NextFin News - A decade-long battle over the $3 billion estate of Evergreen Group founder Chang Yung-fa has taken a sharp legal turn as the billionaire’s own charitable foundation filed a formal claim for a significant portion of the inheritance. The move, according to Bloomberg, reopens a bitter family feud that many in Taiwan’s corporate circles believed had reached its final chapter following a Supreme Court ruling that upheld the validity of Chang’s handwritten will.
The dispute centers on the 2014 will of the shipping magnate, who died in 2016 at the age of 88. In the document, Chang designated his youngest son, Chang Kuo-wei—the founder of StarLux Airlines and the only child of his second wife—as the sole beneficiary of his vast personal fortune and the intended successor to the group’s chairmanship. This directive sparked immediate resistance from the three sons of Chang’s first wife, leading to years of litigation over the patriarch’s mental capacity and the technical legality of the sealed document.
The entry of the Chang Yung-fa Foundation into the fray introduces a new layer of complexity to the distribution of assets. The foundation’s legal representatives argue that the late founder’s long-standing public commitments to philanthropy should supersede or at least temper the "winner-takes-all" nature of the private will. While the Taiwan Supreme Court recently affirmed the will’s validity, local law provides for "reserved portions" of an estate that must be distributed among all legal heirs, regardless of a testator’s specific instructions. The foundation is now asserting that it, too, holds a rightful stake based on prior corporate pledges and the founder’s stated intent to return his wealth to society.
Chang Kuo-wei, who was famously ousted from the Evergreen chairmanship in a boardroom coup shortly after his father’s death, has since built StarLux into a formidable regional competitor. His legal team has maintained that the founder’s intent was crystal clear and that the will was a deliberate effort to ensure the conglomerate’s future remained under a single, chosen leader. However, the foundation’s claim threatens to dilute the liquidity available to the StarLux chairman at a time when the aviation industry continues to face high capital expenditure requirements and volatile fuel costs.

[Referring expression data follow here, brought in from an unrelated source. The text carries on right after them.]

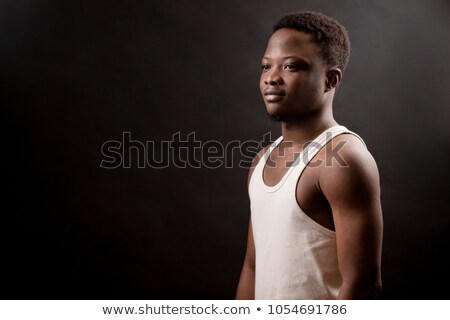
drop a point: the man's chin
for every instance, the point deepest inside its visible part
(276, 117)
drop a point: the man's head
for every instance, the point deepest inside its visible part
(302, 65)
(330, 36)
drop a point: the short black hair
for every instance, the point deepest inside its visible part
(331, 36)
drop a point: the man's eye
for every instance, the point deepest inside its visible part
(290, 67)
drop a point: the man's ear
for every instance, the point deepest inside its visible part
(333, 78)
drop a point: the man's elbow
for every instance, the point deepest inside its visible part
(363, 288)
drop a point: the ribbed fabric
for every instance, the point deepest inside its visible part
(296, 258)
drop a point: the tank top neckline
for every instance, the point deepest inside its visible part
(296, 162)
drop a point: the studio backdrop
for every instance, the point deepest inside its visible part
(129, 126)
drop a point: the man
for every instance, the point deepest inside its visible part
(316, 224)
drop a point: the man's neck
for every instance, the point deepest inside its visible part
(302, 130)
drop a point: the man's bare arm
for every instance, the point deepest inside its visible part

The legal maneuverings have broader implications for the Evergreen Group, a sprawling empire that includes Evergreen Marine Corp., one of the world’s largest container shipping lines, and EVA Airways. While the court has ruled that the title of "Group President" designated in the will does not exist under Taiwan’s current Company Law, the financial control afforded by the inheritance remains the ultimate prize. The foundation’s claim could potentially tie up assets in probate for several more years, preventing a clean break between the warring factions of the Chang family.
Skeptics of the foundation’s move suggest it may be a proxy battle orchestrated by the elder brothers to further obstruct their younger sibling’s access to the capital. Conversely, proponents of the claim argue that a $3 billion windfall for a single individual contradicts the late Chang’s public persona as a dedicated philanthropist. As the Taiwan courts prepare to weigh the foundation’s standing, the case serves as a stark reminder of the risks inherent in the succession models of Asia’s largest family-run conglomerates, where personal grievances often collide with multi-billion dollar corporate interests.